Hetty nodded her head sagely.

“Guess you’ve a place for me in that automobile, Poppa,” she said. “I’ll come with you to the office, wait while you get the papers, and go on with you to the Conference building—and while you’re there I’ll go on to see that doctor. I shall be back in time to pick you up before you are finished with your old Conference.”

Her father saw no objection to this, was in fact secretly glad to have her under his eye as long as possible.

“Mind, no tricks about the doctor!” he said, with an assumption of severity.

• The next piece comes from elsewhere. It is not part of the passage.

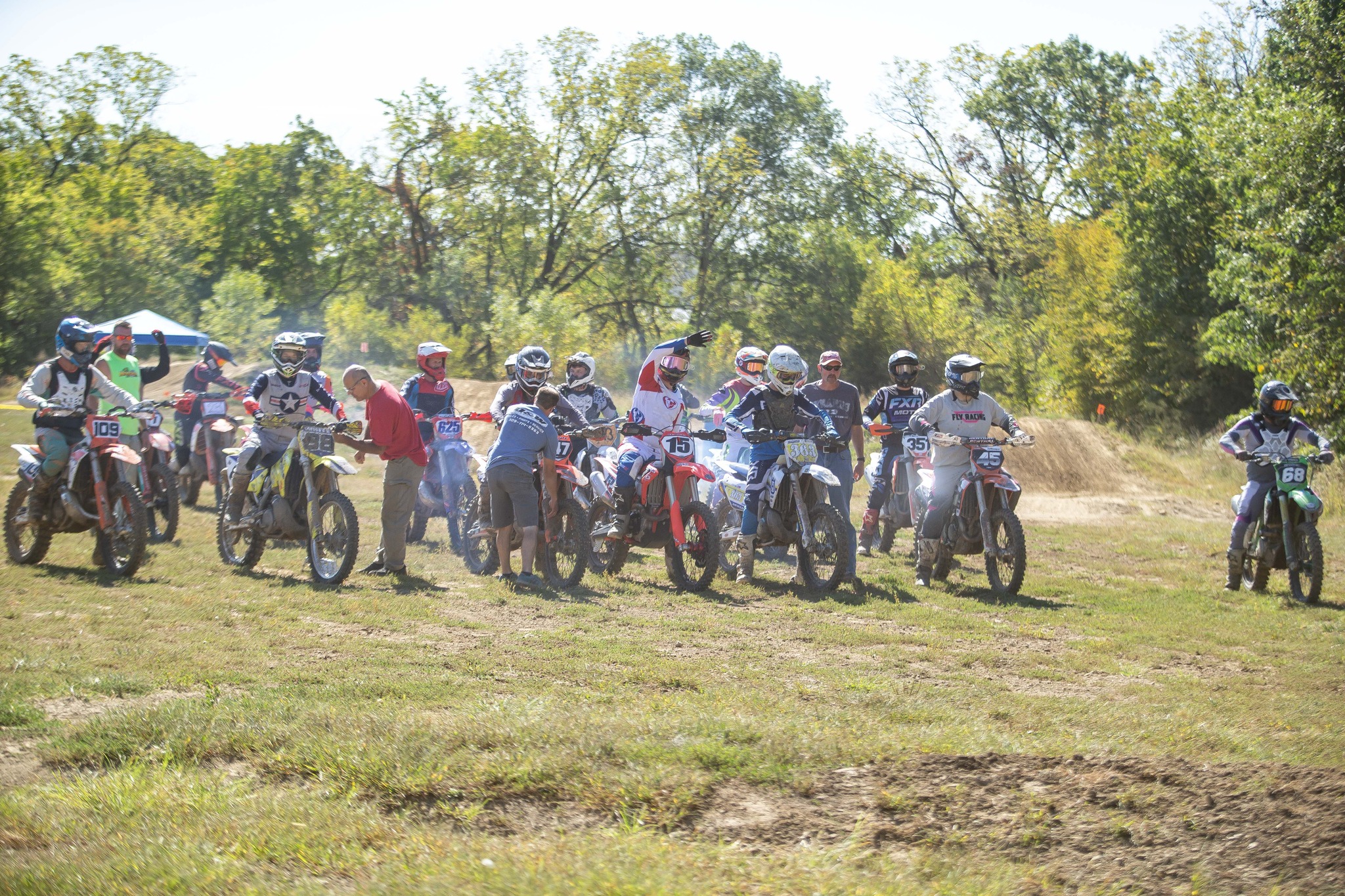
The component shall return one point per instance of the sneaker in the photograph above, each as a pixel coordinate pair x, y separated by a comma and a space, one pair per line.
529, 581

“Sure, Poppa!” was her equable reply.

A few minutes later saw them speeding through the keen air of a frosty morning toward Forsdyke’s office. But the interior of the limousine was warm, and Hetty, snug in her furs, looked a picture of young, healthy beauty, looked—— A memory came to Henry Forsdyke in a pang that brought a sigh. He thought of the Professor’s suggestion of last night. Of course, the whole thing was absurd!—but he wondered——

The car swung into the sidewalk in front of the Government building, stopped before the big doorway with the marble steps. Forsdyke got out.

“I shall be back in a few minutes,” he said.

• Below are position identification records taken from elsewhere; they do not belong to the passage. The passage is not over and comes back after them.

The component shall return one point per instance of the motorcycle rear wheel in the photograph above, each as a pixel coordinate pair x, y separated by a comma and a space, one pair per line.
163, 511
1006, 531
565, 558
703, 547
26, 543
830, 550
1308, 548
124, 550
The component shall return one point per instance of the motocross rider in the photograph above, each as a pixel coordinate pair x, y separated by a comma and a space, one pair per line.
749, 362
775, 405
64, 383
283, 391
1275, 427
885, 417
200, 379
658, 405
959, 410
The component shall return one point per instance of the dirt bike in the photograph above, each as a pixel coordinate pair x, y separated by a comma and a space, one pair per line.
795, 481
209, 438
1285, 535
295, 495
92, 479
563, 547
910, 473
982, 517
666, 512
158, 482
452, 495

Hetty watched him go across the pavement, ascend the marble steps. He looked neither to right nor left. Then who was that with him? Hetty felt her heart stop. Who was that who passed into the doorway with him? No one had been on the steps—she was suddenly sure of it. Yet—her heart began to pump again—certainly two figures had passed through the swing-doors! She sat chilled and paralyzed for the moment in which she visualized the memory of those two figures passing into the shadow of the interior—tried to think when she had first perceived the second. A certitude shot through her, a wild alarm.